Descriptive decision-making consists of what we typically imagine as an orderly, logical approach to deriving a conclusion.  Presented with a decision to make, data on the subject, and a set of criteria, a descriptive approach will evaluate the data on the subject to see how it interacts with the criteria, and derive a judgement based on compliance with or deviation from those criteria.  This is how a computer model will tend to evaluate a subject, and it is how many of us probably believe we make most of our decisions, especially those about which we stop to think.  After all, compared to this ordered approach, the normative approach seems like putting the cart before the horse.

Instead of examining the data and coming to a conclusion, as in descriptive decision-making, a normative approach will first examine the possible conclusions, the criteria involved, and then what the available data are.  This might seem a minor difference, but it turns out that, in the normative approach, humans are inclined to come up with a conclusion and then examine the data through the lens of their preconceived conclusion, and thence formulate reasons and justifications why the data and criteria support their conclusion.
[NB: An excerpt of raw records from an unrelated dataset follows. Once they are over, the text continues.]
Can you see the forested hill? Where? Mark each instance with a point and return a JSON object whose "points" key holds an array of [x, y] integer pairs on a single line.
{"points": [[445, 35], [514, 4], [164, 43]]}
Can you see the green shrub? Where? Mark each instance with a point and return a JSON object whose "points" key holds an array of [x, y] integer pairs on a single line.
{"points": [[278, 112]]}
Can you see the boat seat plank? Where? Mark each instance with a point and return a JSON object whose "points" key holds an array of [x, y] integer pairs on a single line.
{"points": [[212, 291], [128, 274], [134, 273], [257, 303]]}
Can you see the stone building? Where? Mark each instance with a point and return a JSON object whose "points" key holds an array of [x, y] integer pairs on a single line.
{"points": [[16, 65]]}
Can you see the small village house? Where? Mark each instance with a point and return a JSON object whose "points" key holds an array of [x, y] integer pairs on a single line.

Examining legal decisions is the perfect forum, and a prime demonstration of the importance and vast implications of these findings, to understand what this means in practice.  Consider how the US Supreme Court renders judgements and decisions.  They vote on an outcome after which the responsibility for writing the opinion which will accompany that judgement is assigned.  Only after a judgement is made is the supporting reasoning established.  While this is less explicitly the case in lower court settings, research suggests that the same kind of normative decision-making occurs in jury trials and other forums, both judicial and otherwise.

This is not a referendum on whether normative decision-making is superior or inferior to descriptive decision-making.  That is a deeper question, and even the paper which remarked upon the discovery noted that it is unlikely to be desirable to transition to descriptive decision-making in traditionally normative contexts without significant philosophical debate.  However, if AI/ML systems and models take a descriptive approach, we should not be surprised that they come to different conclusions from their human counterparts who are likely to take a normative approach.  This informs how such systems are operate, how and where they should be implemented, and even how people will react to them.  But before you begin to think that normative decision-making is a flawed method compared to descriptive, consider that descriptive decision-making is just as prone to bias and achieving a “desired” conclusion – it’s merely a difference of where that bias is implemented.

What is valuable, though, is an understanding of both of these techniques, and what our predilections are for implementing them.  We can account for the flaws in both systems of reasoning if we know which one we are using, but if we think that we’re using a descriptive approach when we’re really using a normative approach, that will represent a blind spot in our thinking and a potential hole in our logic.  It would be like creating a decision matrix to evaluate options, but tailoring the criteria so that the option you know you want to win will come out on top at the end of the analysis process.  It’s another reminder that we are never as objective as we think we are, and that being a true “critical thinker” requires constant vigilance.